Chapter 13.1, Problem 42E

To determine

To calculate: The number of different ways to form a 12-member juries.

Answer to Problem 42E

The number of different ways to form a 12-member juriesare $18564$ .

Explanation of Solution

Given information:

There are 18 people in a group to choose in order to make 12-member juries.

Formula used:

If there are n objects taken r at a time then combination is defined as $C\left(n,r\right)=\frac{n!}{r!\left(n-r\right)!}$ .

Calculation:

Consider the provided information that there are 18 people in a group to choose in order to make 12-member juries.

In order to make different 12-member juries, use combination as selection does not matter.

Recall that if there are n objects taken r at a time then combination is defined as $C\left(n,r\right)=\frac{n!}{r!\left(n-r\right)!}$ .

Here n is 18 and r is 12for $C\left(18,12\right)$ .

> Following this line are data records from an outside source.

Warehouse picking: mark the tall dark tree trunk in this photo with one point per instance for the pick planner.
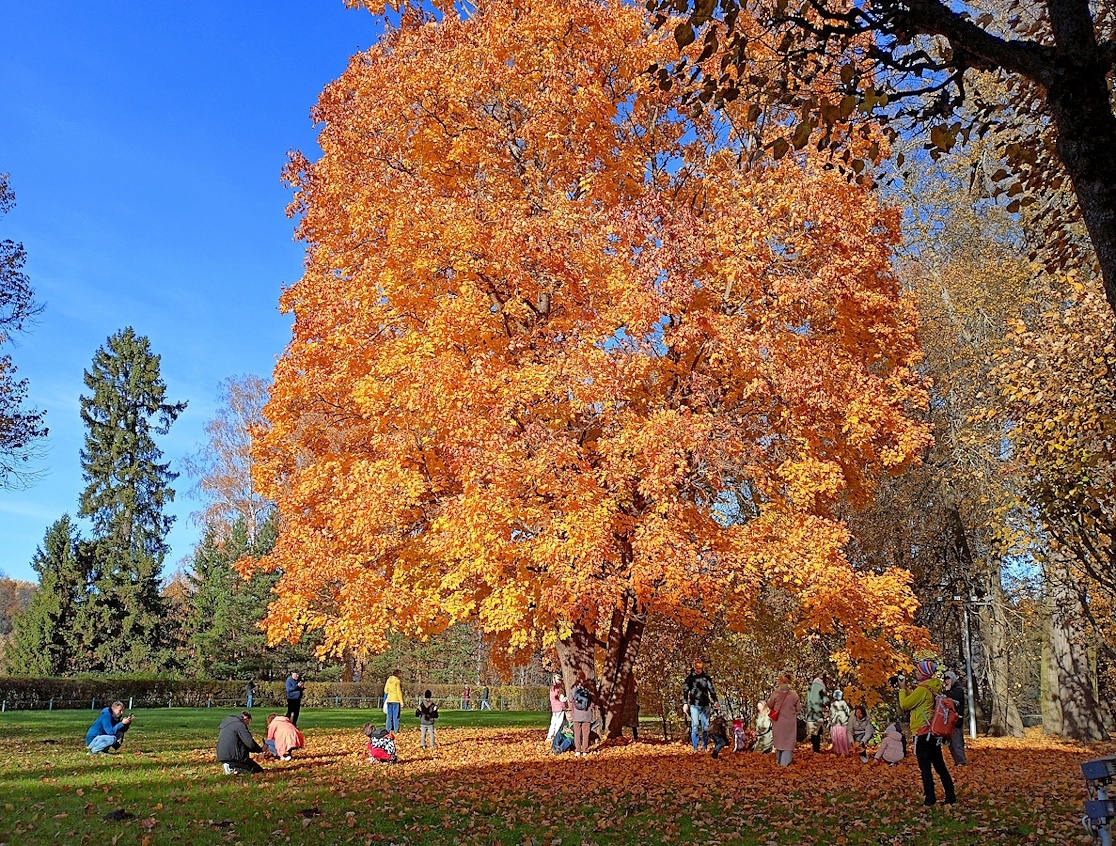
(619, 650)
(1006, 718)
(1067, 669)
(1080, 104)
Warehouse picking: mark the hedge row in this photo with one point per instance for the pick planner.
(22, 693)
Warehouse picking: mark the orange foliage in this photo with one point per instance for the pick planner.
(555, 351)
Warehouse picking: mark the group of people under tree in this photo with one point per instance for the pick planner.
(783, 720)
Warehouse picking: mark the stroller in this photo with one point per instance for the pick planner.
(564, 739)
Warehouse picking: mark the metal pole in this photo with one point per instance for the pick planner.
(969, 672)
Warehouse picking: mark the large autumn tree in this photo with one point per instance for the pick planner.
(561, 359)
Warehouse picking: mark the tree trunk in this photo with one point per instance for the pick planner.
(1006, 719)
(578, 653)
(1050, 700)
(1068, 663)
(1080, 104)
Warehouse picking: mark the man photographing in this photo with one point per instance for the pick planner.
(920, 701)
(295, 686)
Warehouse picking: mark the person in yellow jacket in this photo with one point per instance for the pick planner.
(393, 701)
(927, 749)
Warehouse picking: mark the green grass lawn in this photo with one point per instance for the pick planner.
(492, 781)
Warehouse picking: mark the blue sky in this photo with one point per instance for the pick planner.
(145, 143)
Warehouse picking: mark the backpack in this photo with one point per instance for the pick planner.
(581, 701)
(944, 717)
(563, 742)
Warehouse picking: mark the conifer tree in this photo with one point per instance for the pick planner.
(46, 635)
(127, 487)
(227, 607)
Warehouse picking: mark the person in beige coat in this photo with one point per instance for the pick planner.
(785, 705)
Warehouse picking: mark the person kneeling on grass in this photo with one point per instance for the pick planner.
(234, 743)
(282, 737)
(381, 744)
(107, 732)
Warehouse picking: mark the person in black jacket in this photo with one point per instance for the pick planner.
(234, 743)
(954, 691)
(698, 695)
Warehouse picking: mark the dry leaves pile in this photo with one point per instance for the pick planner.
(482, 785)
(502, 786)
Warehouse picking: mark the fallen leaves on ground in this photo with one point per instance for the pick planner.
(484, 786)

  $\begin{array}{c}C\left(18,12\right)=\frac{18!}{12!\left(18-12\right)!}\\ =\frac{18\cdot 17\cdot 16\cdot 15\cdot 14\cdot 13\cdot 12!}{12!\cdot 6!}\\ =\frac{18\cdot 17\cdot 16\cdot 15\cdot 14\cdot 13}{6\cdot 5\cdot 4\cdot 3\cdot 2\cdot 1}\\ =18564\end{array}$

Thus, the number of different ways to form a 12-member juries are $18564$ .